Penultimo titolo della stagione lirica 2012 del teatro Comunale di Modena, una Traviata, che torna dopo vent’anni, completamente nuova, in un allestimento del teatro modenese in coproduzione con Piacenza e Bolzano. L’allestimento è stato curato dalla regista Rosetta Cucchi, già nota al pubblico emiliano per avere curato la regia di Sweeney Todd nel 2009.
La Cucchi attualizza l’opera verdiana in uno spazio senza tempo che, partendo dalle pagine di Dumas, si concentra sull’universo interiore dei personaggi, raccontati nella loro dimensione psicologica, sentimentale e sociale, riconoscendo in questa visione la novità con cui la musica e il teatro romantico verdiano si imponeva a metà Ottocento con bruciante attualità. La Cucchi ha voluto inasprire il sentimento di solitudine della protagonista che, come una bambola tirata dai fili di un destino da lei stessa scelto, sfiora continuamente nella vita una moltitudine di anime senza mai incontrarle veramente, fino a quando un uomo riesce a toccarla, a entrare nella sua scatola, a insinuare in lei il sospetto che da quel luogo dell’anima si possa uscire con le proprie forze, beffando il destino. Violetta proverà quindi a strappare quei fili che la muovono, ma alla fine tornerà ad essere una delle tante storie di donne umiliate dall’indifferenza del comune senso del pudore di una società benpensante.

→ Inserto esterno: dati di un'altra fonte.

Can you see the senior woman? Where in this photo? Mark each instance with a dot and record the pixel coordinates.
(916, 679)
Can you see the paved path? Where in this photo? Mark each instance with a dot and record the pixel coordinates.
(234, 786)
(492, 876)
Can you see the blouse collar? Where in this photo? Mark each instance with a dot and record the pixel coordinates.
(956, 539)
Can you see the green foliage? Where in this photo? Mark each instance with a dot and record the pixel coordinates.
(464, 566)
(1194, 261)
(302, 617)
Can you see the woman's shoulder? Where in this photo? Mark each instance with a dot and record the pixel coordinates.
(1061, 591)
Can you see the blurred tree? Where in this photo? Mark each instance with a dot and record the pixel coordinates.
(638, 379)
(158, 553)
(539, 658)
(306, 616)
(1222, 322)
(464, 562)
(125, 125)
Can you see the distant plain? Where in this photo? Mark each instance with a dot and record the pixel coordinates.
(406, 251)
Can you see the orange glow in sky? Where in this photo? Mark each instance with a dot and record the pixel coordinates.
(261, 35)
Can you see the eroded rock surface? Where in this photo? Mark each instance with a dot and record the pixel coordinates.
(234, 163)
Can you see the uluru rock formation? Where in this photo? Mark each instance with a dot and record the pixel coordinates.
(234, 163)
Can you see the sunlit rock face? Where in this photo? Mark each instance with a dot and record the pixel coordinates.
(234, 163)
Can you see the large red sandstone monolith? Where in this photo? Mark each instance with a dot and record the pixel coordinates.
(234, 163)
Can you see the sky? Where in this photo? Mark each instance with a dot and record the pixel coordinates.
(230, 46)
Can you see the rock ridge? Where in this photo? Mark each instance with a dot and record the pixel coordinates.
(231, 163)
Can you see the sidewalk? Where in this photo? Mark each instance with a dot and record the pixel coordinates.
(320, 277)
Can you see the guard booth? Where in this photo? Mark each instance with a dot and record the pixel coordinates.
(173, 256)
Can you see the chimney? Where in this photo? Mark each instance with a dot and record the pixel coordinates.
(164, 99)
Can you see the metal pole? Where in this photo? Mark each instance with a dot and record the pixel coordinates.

Questo senso di intima solitudine si presenta già nel prologo a scena aperta, dove in un gioco di ombre cinesi si percepisce che la protagonista non riesce ad avvicinare nessuno: tutti spariscono prima che lei li tocchi. La scena di Tiziano Santi è una struttura fissa, a forma di arena a tre piani, sulla quale si fissa il coro e che rimane per tutti i tre atti come contorno alla vicenda che si svolge al centro, dove per lo più rimane una Violetta sola isolata dalla moltitudine o dagli altri protagonisti. Tutta l’opera si tinge di due colori: il bianco di Violetta e il nero degli altri personaggi. L’unica tinta diversa in questa bicromia è l’abito di Flora: un frac maschile con tanto di tuba, verde smeraldo.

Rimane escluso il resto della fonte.